Nov 26, 2001 3:38 PM
|Hi all. I was looking to buy a great backpack for commuting. I had a Trek backpack which was ideal size, but had some annoyances that got to me right up to the time it was stolen. Hence, I'm looking for some advice. I've thought about panniers but a backpack is more versitile (I can catch the bus and train as well with ease). Something comfortable obviously which is able to hold a fair bit of stuff. Perhaps change of clothes, few thick mannila folders, etc without me having to jam things into small spaces.
Now, does anyone who commutes have such a thing at the moment that they are really happy with? Where did you buy it and how much?
|re: What Backpack?||specialized_allez|
Nov 26, 2001 4:45 PM
|i've been commuting with a vaude siena 40 and i can't be more pleased. it is rather large but it can hold for me work clothes, workout clothes including shoes, lunch plus plenty of pockets for little things - wallet, mini pump, blinking rear light, etc. it has a built in rain cover and it also hold the pack off of your back so it doesn't get all sweaty. i got it for $90 from rei and that's what i've seen in most places.|
|re: What Backpack?||gtx|
Nov 26, 2001 6:13 PM
|most backpacks tend to ride up to high and can bump you in the back of the helmet. A messenger bag keeps the weight centered a bit better for riding. They're trendy as hell now so it shouldn't be too hard to find one. Also, they're generally waterproof, which is nice. Timbuk2s are pretty popular and come in lots of sizes.
|Vaude Aeroflex ...||Humma Hah|
Nov 26, 2001 6:35 PM
|... I have seen this pack only at Sports Chalet, in San Diego. I don't know who else carries it. The design is quite unique.
This is a large, versatile day-pack, really a bit heavy for cycling, has too many widgets, but I use mine almost every time I ride, and adore it.
The main distinctive feature of this pack is the arched back and webbing "backboard" that lets it breathe.

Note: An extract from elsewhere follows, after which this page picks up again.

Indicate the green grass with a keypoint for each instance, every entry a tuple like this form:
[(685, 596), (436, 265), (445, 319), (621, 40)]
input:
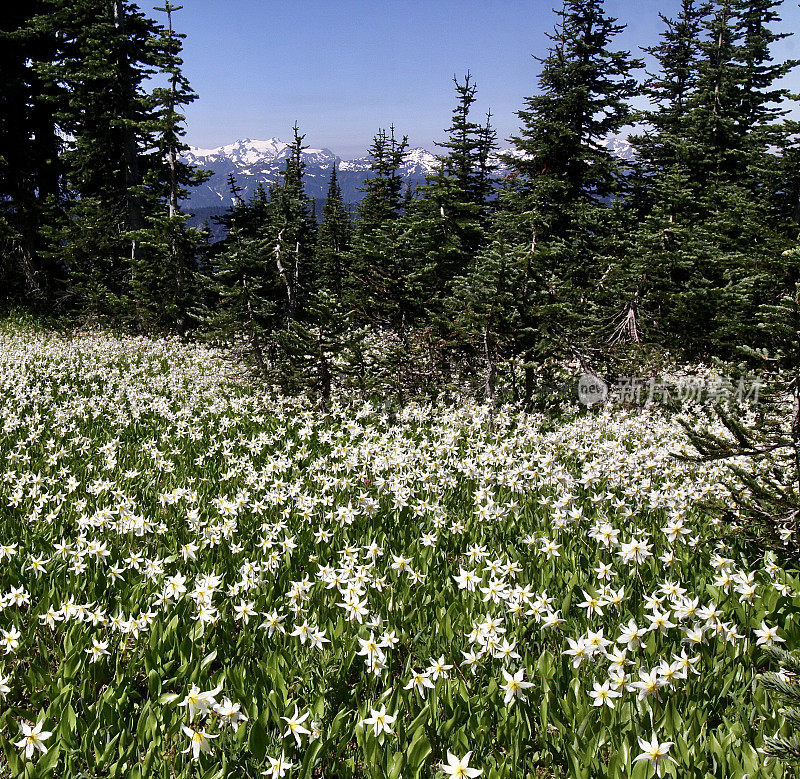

Unlike most daypacks, this pack only touches your back at your shoulders and waist, supported in between by a taut webbing.
The pack does have a pocket that fits a hydration bladder perfectly.
|Performance good, Vaude better - & try a pack-it organizer||CJ3|
Nov 27, 2001 10:18 AM
I have a Performance Transit Eclipse back pack which works well, currently on sale at $49. ( http://www.performancebike.com/shop/Profile.html?SKU=11635 ). Roomy enough for your needs, bladder pocket, waist strap, rain cover. It works very well ( I prefer it over a messenger bag which doesn't distribute the mass in a balanced fashion ). The Vaude packs are the cadillacs of the genre - I have a siena which is just a water bag, but it is extremely well made and the mesh back is effective. Check out the Vaude site for their bike packs, but the pack will cost twice as much as the fully functional but less cool Performance pack.
I do have one recommendation - Try the Eagle Creek Pack it organizer to carry your work clothes ( http://www.eaglecreek.com/packit.htm ). Two pieces of hard plastic provide a stiff base, surrounded by a nylon cover. You fold your shirt & Pants into the organizer, secure it tightly, and your clothes arrive wrinkle free. I use them to travel and to commute on the bike and they are great - hardly any additional weight.
|re: What Backpack?||Damocles|
Nov 27, 2001 12:59 PM
|I use a Ground Effect El Taco (about $45). |
It's more like a shoulder/courier bag, but it sits low so I don't have anything covering my back. It's more comfortable than any of the backpacks I have tried, and it takes a briefcase more easily.
|re: What Backpack?||bradp|
Nov 27, 2001 6:34 PM
|Thanks for all the sugestions!
I think I like the look of the Vaude Aeroflex type bags. I live in North Queensland, Austalia so the mesh air flow idea would be ideal in the lovely 90% humidity we have through summer.
I'm just not sure how to get a hold of them. I did find the dueter backpacks look quite similar, both of whcih have web sites which I have subsequently found.